Die Zukunft der Menschen in der Unterkunft Trapp-Straße ist ungewiss. 
Die Zukunft der Menschen in der Unterkunft Trapp-Straße ist ungewiss. 
Foto: Funke Foto Services
Informationsabend beim SPD-Ortsverein Wesel Ost: Erster Beigeordneter Daniel Kunstleben und der Vorstand stellen diffusen Behauptungen Zahlen entgegen. Auch eine Wertedebatte entspann sich

Wesel.  Menschen suchen Schutz in Wesel – das Flüchtlingsthema bewegt, löst ungeahnte Hilfsbereitschaft aus, aber auch Ängste. Da hilft nur konkrete Information, daher hat der SPD-Ortsverein deshalb den Ersten Beigeordneten Daniel Kunstleben eingeladen. Das Interesse war groß, die Diskussion lebhaft und mitunter kontrovers.

„Es kursieren ominöse Zahlen darüber, wieviel Geld Flüchtlinge bekommen“, sprach Ortsvereinsvorsitzender Wolfgang Spychalski ein sensibles Thema an. Kunstleben informierte über das Taschengeld: In den Notunterkünften erhalten Erwachsene 30 Euro pro Woche, Kinder 15 Euro plus Essen, Hygieneartikel und Leitungswasser. „Ich kann mir nicht vorstellen, dass Leute dafür tausende Kilometer zurücklegen, und das über Monate“, so Kunstleben. Er wandte sich gegen die Sachleistungsdebatte, „es ist kaum denkbar, dass es uns gelingt, ein Paket zu schnüren, das für ein zwölfjähriges Mädchen aus Albanien und einen 77-jährigen Syrer gleichermaßen passt“. Zudem sei die Zusatzarbeit den überlasteten Mitarbeitern nicht zumutbar.

Ist der Asylantrag gestellt, werden die Menschen den Kommunen zugewiesen. Wesel bringt sie in Wohnungen unter, „das ist ein Erfolgsmodell“, so Kunstleben. Dann sind aus Flüchtlingen Asylbewerber geworden, sie bekommen etwas weniger als den HartzIV-Satz. „Für eine vierköpfige Familie sind das 700 bis 800 Euro monatlich“, so Kunstleben. Ernüchternd für einige, „da habe ich etwas anderes gehört...“

Nächster Punkt: Wie viel gesundheitliche Vorsorge steht den Geflüchteten zu? „Dass jemand zu uns kommt, um sein Gebiss sanieren zu lassen, das gibt es nicht“, stellte der Erste Beigeordnete klar. Wer Beschwerden hat, geht zum Sozialamt, bekommt eine entsprechende Bescheinigung und sucht damit den Arzt auf. Dessen Befund wird von einem Mediziner im Sozialamt geprüft, der entscheidet, ob etwas erforderlich ist oder aufgeschoben werden kann.

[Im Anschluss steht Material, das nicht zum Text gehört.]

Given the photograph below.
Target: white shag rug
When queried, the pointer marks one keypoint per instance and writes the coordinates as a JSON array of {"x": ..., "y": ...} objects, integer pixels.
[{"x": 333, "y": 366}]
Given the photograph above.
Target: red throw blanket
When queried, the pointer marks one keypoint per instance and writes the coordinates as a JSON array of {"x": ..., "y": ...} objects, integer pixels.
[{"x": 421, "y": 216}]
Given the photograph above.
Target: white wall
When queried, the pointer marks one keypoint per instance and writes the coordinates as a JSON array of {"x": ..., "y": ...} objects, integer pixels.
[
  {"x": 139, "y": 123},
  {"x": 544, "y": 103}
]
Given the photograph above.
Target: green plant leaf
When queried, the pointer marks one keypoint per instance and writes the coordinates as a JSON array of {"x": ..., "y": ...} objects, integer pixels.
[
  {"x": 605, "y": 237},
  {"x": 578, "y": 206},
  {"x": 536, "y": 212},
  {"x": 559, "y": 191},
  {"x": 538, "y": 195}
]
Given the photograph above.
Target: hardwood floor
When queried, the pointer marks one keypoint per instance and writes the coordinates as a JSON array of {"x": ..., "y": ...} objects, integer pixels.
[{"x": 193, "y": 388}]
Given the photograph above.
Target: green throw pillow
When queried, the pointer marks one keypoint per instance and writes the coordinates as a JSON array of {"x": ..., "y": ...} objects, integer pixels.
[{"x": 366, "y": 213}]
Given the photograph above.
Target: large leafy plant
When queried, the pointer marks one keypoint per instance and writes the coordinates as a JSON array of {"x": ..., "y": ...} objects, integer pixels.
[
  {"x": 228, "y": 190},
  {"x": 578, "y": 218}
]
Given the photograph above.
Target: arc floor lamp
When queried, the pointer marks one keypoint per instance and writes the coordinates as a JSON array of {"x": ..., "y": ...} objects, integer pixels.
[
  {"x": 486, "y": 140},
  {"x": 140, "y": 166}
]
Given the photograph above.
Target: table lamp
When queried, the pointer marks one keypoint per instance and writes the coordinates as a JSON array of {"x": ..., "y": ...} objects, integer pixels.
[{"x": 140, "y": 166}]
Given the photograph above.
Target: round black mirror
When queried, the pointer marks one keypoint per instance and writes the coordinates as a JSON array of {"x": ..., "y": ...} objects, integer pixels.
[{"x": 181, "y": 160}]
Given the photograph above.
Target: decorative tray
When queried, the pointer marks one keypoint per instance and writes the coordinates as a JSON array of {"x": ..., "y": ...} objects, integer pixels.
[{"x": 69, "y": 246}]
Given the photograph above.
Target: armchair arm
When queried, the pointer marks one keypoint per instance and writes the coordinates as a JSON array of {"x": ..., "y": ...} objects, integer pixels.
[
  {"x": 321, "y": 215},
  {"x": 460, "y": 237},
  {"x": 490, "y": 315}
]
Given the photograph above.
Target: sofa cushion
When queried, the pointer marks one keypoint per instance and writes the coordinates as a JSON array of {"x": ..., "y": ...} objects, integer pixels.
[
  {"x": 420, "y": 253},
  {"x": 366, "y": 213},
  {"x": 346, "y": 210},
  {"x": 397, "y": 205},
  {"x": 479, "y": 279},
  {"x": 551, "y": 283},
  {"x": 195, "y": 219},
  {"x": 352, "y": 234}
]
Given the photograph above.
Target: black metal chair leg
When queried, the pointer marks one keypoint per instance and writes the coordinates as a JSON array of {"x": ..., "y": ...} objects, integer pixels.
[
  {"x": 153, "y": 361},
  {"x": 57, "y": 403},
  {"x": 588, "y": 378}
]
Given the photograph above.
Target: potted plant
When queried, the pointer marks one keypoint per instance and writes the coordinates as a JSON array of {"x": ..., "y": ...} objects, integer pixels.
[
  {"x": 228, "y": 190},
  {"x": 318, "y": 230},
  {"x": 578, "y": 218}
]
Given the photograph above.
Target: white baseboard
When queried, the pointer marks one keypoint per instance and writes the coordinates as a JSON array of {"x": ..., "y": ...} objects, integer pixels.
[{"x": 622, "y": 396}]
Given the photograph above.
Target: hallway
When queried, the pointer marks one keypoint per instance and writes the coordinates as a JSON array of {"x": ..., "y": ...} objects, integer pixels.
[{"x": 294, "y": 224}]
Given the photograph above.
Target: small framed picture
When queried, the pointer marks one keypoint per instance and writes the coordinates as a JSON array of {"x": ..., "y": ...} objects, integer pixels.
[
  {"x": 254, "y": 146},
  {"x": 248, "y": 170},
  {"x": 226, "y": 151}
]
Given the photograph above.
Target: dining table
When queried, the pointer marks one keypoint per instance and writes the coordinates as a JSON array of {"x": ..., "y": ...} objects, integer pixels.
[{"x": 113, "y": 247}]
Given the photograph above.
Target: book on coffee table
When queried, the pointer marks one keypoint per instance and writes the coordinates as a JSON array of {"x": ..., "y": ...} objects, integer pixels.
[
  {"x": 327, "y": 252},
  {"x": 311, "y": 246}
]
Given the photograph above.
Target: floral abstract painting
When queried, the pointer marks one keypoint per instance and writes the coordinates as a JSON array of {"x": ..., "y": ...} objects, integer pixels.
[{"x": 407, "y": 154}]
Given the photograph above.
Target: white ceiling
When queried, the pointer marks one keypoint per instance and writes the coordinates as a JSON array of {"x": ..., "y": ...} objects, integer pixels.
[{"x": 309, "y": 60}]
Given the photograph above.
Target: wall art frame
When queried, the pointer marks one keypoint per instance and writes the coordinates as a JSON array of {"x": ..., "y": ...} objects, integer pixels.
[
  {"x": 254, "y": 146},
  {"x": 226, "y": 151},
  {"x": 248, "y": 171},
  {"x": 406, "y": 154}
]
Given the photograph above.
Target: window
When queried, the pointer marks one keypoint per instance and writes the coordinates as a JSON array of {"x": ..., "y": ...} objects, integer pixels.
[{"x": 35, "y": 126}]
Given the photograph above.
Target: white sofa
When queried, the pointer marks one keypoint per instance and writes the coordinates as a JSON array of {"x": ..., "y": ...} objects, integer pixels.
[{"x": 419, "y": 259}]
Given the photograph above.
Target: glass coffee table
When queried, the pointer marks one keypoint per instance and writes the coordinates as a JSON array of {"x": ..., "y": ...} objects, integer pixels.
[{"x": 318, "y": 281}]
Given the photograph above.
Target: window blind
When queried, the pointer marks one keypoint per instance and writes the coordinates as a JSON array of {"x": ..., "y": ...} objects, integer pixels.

Ganz emotions- und Vorurteilsfrei lief auch diese Debatte nicht ab - Sorge um die Rente, die Frage, wie diejenigen, die letztlich bleiben, in den Arbeitsmarkt integriert werden können und die Sorge, dass sie deutsche Jugendliche im Wettbewerb um Ausbildung verdrängen könnten, waren einige der Diskussionspunkte. Und da ist noch die Wohnungsfrage, doch Kunstleben konnte in diesem Punkt beruhigen. Anders als in manchen Großstädten sei das Mietniveau in Wesel vergleichsweise niedrig, und genug Wohnraum vorhanden.

Praktische Probleme hin oder her, die Frage nach dem Umgang mit den Flüchtlingen rührt an Grundsätzen, Werten und am Selbstverständnis. Auch das zeigte der Abend: Das Grundrecht auf Asyl, machten viele Redebeiträge deutlich, ist unantastbar. Und es kennt keine Nützlichkeitserwägung - alt, jung (die meisten Ankömmlinge sind unter 25), ausgebildet oder nicht. Und denen, die um die deutschen Sozialsysteme fürchten - darunter ein aus der ehemaligen Sowjetunion im Rahmen der Familienzusammenführung eingewanderter Gast der Versammlung - hielten andere Verantwortung und Mitschuld entgegen: Für Armut und Krieg, weil Lebensmittelüberschüsse aus Europa die heimischen Bauern armer Länder ruinieren. Für Krieg, weil unsere Waffenexporte es ermöglichen, zu unterdrücken und zu verfolgen.